La dictature tripartite du football portugais
On a beau aborder la question du championnat portugais sous toutes ses formes, une formule, un slogan… sert instinctivement d’introduction à tous les commentateurs : "Il n’y a que trois clubs au Portugal". Cette formule devenue habituelle traduit la réalité des chiffres du campeonato portugues : 76 participations en 76 saisons de Liga pour les trois colosses du football lusitanien, 74 championnats gagnés sur 76 pour le Benfica, le FC Porto ou le Sporting. Seuls Belenenses et Boavista ont réussi l’exploit de remporter un titre.
Cette triple domination est d’abord le résultat d’un dualisme géopolitique : le F.C. Porto représente le Nord contestataire où l’esprit régionaliste est important, tandis que Benfica et le Sporting représentent l’antagonisme de la capitale : le peuple, la masse pour les Rouges, et l’aristocratie pour les Verts. L’ensemble des Portugais, passionnés par le football, se retrouve dans ces clubs devenus des institutions. Les hommes politiques sont tous supporters de l’un des trois grands, des familles entières sont fidèles à l’un de ces trois écussons ; les supporters de petits clubs portugais ont toujours un de ces trois grands comme deuxième club de cœur. Les joueurs des autres clubs portugais supportent l’un des trois monstres du football de leur pays , même les arbitres admettent être simpatisantes de l’Aigle, du Lion ou du Dragon !…
La quasi-totalité des dirigeants, entraîneurs… de la famille du football portugais est passée par l’un des grands. La presse sportive illustre à merveille ce phénomène : les trois grands journaux sportifs du pays accompagnent ce mouvement : O Jogo est pro-Porto, A Bola est pro-Benfica et O Record pro-Sporting.

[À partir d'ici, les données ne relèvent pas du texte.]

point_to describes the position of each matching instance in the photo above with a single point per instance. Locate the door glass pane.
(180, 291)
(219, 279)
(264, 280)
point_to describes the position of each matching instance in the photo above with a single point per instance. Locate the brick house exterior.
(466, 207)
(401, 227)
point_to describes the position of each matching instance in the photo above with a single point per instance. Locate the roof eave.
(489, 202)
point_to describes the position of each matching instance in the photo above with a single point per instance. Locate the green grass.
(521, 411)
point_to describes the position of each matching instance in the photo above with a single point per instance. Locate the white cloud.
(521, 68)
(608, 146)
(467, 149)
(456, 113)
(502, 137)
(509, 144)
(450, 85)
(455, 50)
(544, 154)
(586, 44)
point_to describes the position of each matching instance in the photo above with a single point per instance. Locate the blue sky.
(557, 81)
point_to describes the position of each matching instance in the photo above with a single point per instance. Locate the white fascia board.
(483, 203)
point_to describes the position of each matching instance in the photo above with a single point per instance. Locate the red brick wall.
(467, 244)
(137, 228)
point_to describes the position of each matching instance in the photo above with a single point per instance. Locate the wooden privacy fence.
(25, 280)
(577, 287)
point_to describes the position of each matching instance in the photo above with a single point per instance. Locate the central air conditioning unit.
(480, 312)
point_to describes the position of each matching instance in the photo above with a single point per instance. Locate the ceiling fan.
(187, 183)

Sur le terrain, rien n’échappe à cette règle. Chaque bon jeune, quand il n’est pas formé à Porto, à Benfica ou au Sporting, finit par signer chez l’un des grands. Souvent, l’acheteur (le grand) devient prêteur (au petit) et récupère rapidement la somme de l’achat… à crédit ! Certains protocoles n’autorisent pas le joueur à jouer contre le grand qui le prête. Une dépendance fondamentale est donc institutionnalisée (dépendances économique et footballistique). Les petits ont besoin de prêts et de connexions de tous genres avec les grands, alors que les grands profitent des petits pour faire vivre leur pouvoir.

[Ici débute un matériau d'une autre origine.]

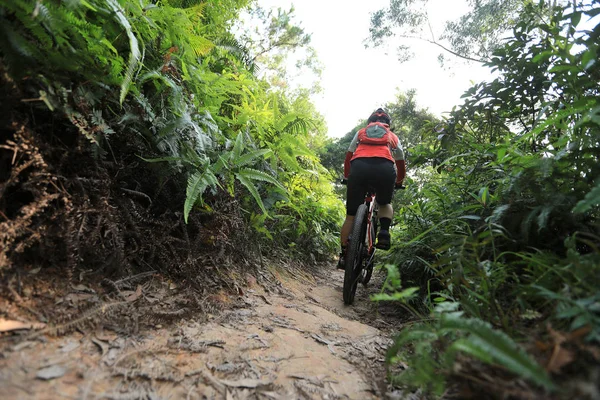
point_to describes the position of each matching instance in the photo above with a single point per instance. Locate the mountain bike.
(360, 252)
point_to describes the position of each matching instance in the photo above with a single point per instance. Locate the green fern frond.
(489, 344)
(249, 157)
(247, 182)
(197, 185)
(591, 199)
(260, 176)
(134, 50)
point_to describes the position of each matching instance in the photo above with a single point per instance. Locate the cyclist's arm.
(349, 153)
(398, 154)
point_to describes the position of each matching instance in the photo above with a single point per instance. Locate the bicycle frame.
(371, 214)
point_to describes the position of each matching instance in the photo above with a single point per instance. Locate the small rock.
(53, 372)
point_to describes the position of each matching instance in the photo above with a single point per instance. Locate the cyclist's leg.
(355, 191)
(384, 186)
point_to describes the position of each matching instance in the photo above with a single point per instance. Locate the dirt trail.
(297, 341)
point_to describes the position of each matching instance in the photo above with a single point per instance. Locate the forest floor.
(292, 338)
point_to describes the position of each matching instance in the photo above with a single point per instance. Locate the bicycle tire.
(354, 254)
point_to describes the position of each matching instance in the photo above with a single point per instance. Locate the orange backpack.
(375, 133)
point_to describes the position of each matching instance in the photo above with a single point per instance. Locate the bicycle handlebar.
(344, 181)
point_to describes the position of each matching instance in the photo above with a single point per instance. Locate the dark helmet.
(379, 115)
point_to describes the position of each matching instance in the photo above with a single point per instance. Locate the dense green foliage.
(170, 80)
(499, 224)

A la question : "Y a-t-il une alternative possible à cette dictature consentie (ou démocratie particulière) pour le foot portugais?", en d’autres termes, "Est-il possible de voir un jour un quatrième grand club au Portugal?", une réponse par l’affirmative paraît improbable. L’auto-dépendance et l’histoire sont telles qu’une conception égalitaire (communiste) du foot portugais paraît utopiste. Boavista a été champion, mais a fini aspiré par Porto. Belenenses a été champion, mais n’a pu résister aux deux monstres de Lisbonne. D’autres clubs, comme Guimaraes, ont joué la carte de l’indépendance mais ont fini par s’isoler. Braga, en plein essor aujourd’hui, connaîtra-t-il un destin différent ?
Antonio TAVARES
D'origine portugaise, Antonio Tavares est aujourd'hui entraîneur à Issy-les-Moulineaux, en DH. Ancien joueur notamment à Créteil en L2, international mauritanien (2003-2006) et titulaire du DEF, il a élargi sa palette en étant commentateur radio Alfa depuis plus de dix ans. Il est par ailleurs titulaire d'un DEA en philosophie.